Sitting in the middle of Montana, Gilt Edge also had something that most tourists didn’t see. It was surrounded by underground missile silos. The one on the Cahill Ranch was renowned because that was where their father swore he’d seen a UFO not only land, but also that he’d been forced on board back in 1967. Which had made their father the local crackpot.
Flint took a deep breath, telling himself to relax. His life was going well. He was married to the love of his life. But still, he felt a foreboding that he couldn’t shake off. A package for Tucker after all these years?
The air this early in the morning was still cold, but there was a scent to it that promised spring wasn’t that far off. He loved spring and summers here and had been looking forward to picnics, trail rides and finishing the yard around the house he and Maggie were building.
He realized that he’d been on edge since he’d gotten the call about the human bones found in the creek. Now he could admit it. He’d felt as if he was waiting for the other shoe to drop. And now this, he thought as he stepped to his sister’s SUV.
The box sitting in the passenger-side seat looked battered. He opened the door and hesitated for a moment before picking it up. For its size, a foot-and-a-half-sized cube, the package was surprisingly light. As he lifted the box out, something shifted inside. The sound wasn’t a rattle. It was more a rustle like dead leaves followed by a slight thump.
Like his sister had said, there was no return address. Tucker’s name and the ranch address had been neatly printed in black—not in his brother’s handwriting. The generic cardboard box was battered enough to suggest it had come from a great distance, but that wasn’t necessarily true. It could have looked like that when the sender found it discarded and decided to use it to send the contents. He hesitated for a moment, feeling foolish. But he didn’t hear anything ticking inside. Closing the SUV door, he carried the box inside and put it behind his desk.

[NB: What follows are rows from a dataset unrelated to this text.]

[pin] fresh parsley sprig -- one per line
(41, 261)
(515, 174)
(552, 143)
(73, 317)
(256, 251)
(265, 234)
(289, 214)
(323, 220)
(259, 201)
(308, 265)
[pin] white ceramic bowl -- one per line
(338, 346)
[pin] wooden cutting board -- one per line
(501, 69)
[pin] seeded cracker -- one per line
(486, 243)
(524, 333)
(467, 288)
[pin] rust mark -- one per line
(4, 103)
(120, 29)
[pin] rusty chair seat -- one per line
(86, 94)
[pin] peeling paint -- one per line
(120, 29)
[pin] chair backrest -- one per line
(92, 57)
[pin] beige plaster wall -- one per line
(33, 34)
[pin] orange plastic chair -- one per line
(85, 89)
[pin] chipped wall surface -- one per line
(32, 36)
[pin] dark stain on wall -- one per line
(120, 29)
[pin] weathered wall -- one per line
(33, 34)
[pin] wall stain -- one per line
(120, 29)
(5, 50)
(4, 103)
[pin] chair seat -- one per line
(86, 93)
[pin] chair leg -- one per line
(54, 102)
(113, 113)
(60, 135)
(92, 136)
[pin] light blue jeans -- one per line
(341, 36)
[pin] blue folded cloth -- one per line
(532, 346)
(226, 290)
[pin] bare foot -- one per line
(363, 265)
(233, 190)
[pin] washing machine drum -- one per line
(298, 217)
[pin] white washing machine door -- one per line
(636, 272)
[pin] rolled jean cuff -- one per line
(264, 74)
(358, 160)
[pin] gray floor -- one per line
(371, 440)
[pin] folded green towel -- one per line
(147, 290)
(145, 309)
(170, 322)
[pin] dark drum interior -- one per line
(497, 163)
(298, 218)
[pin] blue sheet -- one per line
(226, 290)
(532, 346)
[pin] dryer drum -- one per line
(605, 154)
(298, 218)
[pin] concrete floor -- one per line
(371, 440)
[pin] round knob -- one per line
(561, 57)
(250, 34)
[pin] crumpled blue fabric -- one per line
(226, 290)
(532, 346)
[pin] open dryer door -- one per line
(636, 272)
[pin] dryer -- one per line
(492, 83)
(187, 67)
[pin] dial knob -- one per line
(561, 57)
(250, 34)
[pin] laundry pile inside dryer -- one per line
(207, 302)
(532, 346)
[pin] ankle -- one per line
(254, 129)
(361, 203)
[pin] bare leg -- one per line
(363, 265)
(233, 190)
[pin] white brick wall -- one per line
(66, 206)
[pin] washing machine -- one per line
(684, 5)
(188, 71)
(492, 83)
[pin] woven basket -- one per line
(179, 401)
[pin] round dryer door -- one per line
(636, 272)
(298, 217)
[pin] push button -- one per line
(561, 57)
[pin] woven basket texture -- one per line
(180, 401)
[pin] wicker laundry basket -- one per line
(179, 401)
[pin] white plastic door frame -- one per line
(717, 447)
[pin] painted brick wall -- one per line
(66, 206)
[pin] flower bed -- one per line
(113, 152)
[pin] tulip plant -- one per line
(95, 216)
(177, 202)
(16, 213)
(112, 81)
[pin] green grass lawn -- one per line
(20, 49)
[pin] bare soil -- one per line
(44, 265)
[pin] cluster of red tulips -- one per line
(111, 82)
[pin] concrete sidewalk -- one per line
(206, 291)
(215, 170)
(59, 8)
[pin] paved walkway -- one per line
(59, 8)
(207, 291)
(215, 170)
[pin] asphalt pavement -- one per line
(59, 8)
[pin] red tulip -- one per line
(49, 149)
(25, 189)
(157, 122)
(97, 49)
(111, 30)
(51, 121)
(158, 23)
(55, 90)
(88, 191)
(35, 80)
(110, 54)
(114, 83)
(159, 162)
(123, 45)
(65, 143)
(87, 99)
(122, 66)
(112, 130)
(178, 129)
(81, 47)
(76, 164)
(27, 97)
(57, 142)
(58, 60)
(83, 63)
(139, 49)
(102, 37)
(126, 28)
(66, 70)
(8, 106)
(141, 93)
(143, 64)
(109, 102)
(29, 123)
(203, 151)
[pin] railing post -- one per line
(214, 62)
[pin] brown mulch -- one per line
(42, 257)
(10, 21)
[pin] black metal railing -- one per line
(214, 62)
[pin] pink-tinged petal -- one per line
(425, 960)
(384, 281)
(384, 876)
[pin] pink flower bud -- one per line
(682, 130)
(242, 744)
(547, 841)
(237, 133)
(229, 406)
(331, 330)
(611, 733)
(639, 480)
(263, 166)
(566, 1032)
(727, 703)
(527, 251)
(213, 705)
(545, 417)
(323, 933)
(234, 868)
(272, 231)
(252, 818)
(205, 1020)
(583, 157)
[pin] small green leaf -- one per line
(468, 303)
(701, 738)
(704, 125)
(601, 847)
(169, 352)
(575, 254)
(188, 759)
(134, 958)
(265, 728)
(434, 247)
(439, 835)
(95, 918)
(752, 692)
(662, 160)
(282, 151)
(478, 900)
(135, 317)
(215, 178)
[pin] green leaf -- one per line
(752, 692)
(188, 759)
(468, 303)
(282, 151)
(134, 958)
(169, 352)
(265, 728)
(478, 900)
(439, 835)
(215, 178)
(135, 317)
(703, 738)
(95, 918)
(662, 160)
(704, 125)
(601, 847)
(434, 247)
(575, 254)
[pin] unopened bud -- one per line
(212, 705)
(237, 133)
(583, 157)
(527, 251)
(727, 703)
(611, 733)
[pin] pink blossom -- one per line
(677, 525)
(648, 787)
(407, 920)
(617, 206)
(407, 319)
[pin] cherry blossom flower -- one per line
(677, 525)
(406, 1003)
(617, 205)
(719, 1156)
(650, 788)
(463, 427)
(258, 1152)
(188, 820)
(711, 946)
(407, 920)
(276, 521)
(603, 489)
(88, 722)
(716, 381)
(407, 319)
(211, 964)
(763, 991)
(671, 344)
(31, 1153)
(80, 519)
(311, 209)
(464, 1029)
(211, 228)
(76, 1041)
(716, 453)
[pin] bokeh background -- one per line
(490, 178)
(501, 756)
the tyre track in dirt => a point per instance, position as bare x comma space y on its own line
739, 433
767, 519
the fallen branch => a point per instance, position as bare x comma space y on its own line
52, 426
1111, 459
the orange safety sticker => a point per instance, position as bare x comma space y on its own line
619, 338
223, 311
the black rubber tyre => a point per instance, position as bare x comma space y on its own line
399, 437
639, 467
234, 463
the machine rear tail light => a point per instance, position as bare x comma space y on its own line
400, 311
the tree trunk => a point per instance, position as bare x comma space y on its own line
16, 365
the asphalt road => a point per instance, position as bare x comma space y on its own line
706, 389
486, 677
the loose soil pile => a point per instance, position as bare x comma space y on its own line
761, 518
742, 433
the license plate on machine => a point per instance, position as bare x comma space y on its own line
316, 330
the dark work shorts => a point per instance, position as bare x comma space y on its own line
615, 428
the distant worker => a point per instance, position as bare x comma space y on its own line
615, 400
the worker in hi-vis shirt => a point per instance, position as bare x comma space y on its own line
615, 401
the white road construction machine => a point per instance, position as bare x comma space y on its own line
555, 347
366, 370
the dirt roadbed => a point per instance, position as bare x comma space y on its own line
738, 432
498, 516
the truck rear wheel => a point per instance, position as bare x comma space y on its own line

“Aren’t you going to open it?” Lillie asked, wide-eyed.
“No. You need to take Dad home.” He started to pass his sister but vacillated. “I wouldn’t say anything to him about this. We don’t want to get his hopes up that Tucker might be headed home. Or make him worry.”
She glanced at the box and nodded. “Did you ever understand why Tuck left?”
Flint shook his head. He was torn between anger and sadness when it came to his brother. Also fear. What had happened during Tucker’s senior year in high school? What if the answer was in that box?
“By the way,” he said to his sister, “I didn’t arrest Dad. Ely voluntarily turned himself in last night.” He shrugged. Flint had never understood his father any more than he had his brother Tuck. To this day, Ely swore that he was out by the missile silo buried in the middle of their ranch when a UFO landed, took him aboard and did experiments on him.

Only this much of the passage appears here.